The walleyes moving into the nets at the DNR this year set a record for early arrival. They showed up at Dunton locks on March 30, beating the previous early record date by a couple of days.
Unfortunately, the cold fronts that have rolled through the area over the last week have moved the fish out. They will move in and out based on water temperatures and comfort. Nights that stay warmer and don’t cool off the water after sunshine and warm days will bring them in in numbers. We need a warm-up with stable weather to really let the spawning ritual get into full swing. The early ice out, but slow warm-up has been the situation all over the state.
To the north, the early Rainy River ice out raised high expectations for a long early season. The water has remained between 35-38 degrees and the bite has been inconsistent due to the low water temps, high water, fast flow, and dirty conditions. It looks like the last week of the season will be the best.
To the south, the Mississippi River continues to stall in the low 40 degree range. Cold fronts, cloudy days, and a couple of snow storms have had a yo-yo effect on the water temps and the bite activity. A few good days, a great day, and some poor days have been the cycle of the last month.
With the early ice out, local anglers can look forward to a longer early season pan fish season. It is delayed some due to Mother Nature. Typically, the week after ice out will bring the water temperatures up enough to get the bite activated in the shallow water. The cold and cloudy days, and the cold nights have stalled the warm up.
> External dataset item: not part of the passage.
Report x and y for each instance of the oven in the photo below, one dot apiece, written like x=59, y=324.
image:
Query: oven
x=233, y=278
The high winds of the last week have made it challenging and uncomfortable to get out on a consistent bite pattern.
When the water stays in the 40 degree range, look for the crappies to be in the 8-15 foot water outside some of the shallow weed spawning areas. As the water warms into the 50-60 degree range, the males will move into the spawning areas first and hold for long periods of time. The females will move in and out of the area. As the water warms and the spawn time gets near, the fish will become aggressive in there feeding. Not all lakes warm the same, and not all the crappies will spawn at the exact time and water temperature.
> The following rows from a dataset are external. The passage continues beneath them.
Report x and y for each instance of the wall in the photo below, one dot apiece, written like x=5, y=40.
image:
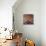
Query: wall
x=43, y=22
x=29, y=31
x=6, y=13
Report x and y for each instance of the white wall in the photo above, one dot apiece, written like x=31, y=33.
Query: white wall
x=6, y=13
x=43, y=22
x=29, y=31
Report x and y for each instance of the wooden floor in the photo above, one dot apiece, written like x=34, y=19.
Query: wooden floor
x=9, y=43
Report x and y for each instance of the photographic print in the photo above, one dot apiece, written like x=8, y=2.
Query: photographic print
x=28, y=19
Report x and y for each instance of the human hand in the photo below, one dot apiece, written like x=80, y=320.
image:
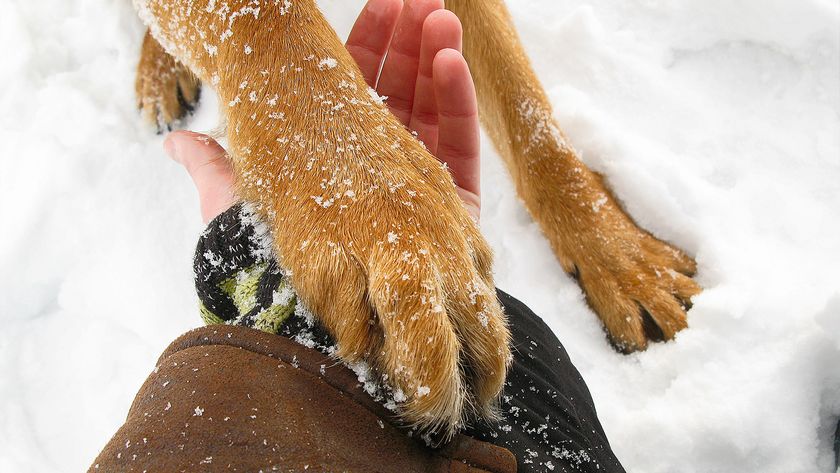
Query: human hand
x=427, y=82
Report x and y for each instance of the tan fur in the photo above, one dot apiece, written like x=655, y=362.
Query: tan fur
x=395, y=268
x=166, y=90
x=626, y=273
x=368, y=223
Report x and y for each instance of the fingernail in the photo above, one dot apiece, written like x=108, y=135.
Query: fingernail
x=170, y=147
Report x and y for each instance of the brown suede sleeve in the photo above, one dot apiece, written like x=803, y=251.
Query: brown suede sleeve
x=226, y=398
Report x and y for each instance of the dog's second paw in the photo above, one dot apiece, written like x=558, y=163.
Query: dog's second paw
x=640, y=286
x=166, y=90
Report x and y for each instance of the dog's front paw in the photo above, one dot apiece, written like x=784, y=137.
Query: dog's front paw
x=166, y=90
x=399, y=275
x=640, y=286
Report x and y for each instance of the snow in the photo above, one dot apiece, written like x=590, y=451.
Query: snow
x=717, y=123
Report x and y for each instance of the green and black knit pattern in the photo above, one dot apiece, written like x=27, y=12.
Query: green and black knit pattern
x=239, y=282
x=237, y=279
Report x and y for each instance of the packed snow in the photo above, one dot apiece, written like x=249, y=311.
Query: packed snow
x=717, y=124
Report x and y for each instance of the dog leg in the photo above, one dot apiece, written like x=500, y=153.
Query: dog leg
x=639, y=286
x=166, y=90
x=376, y=241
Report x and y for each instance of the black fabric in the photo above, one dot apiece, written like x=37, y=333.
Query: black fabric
x=550, y=422
x=225, y=248
x=837, y=447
Most times they will be suspended close to half the depth of the water they are holding in. Fish slightly above them with your bait presentation. A slip bobber rigged with a hook or small jig, and a crappie or fathead minnow is all that is needed. Casting small jigs tipped with minnows or plastics can pull the aggressive fish out of the school. Popping and dropping, or snapping and twitching the jig just overhead will let you know what they like.
Colors matter. Play with colors for jig heads, hair jigs, or plastics. Some classic starting colors will be white, pink, black, and chartreuse. Most times, a different plastic body (or hair) color and jig head color works best. The contrast can make for an easy target for the fish. Get the rods, reels, tackle boxes, and boats (if you have them) ready. It will be happening soon.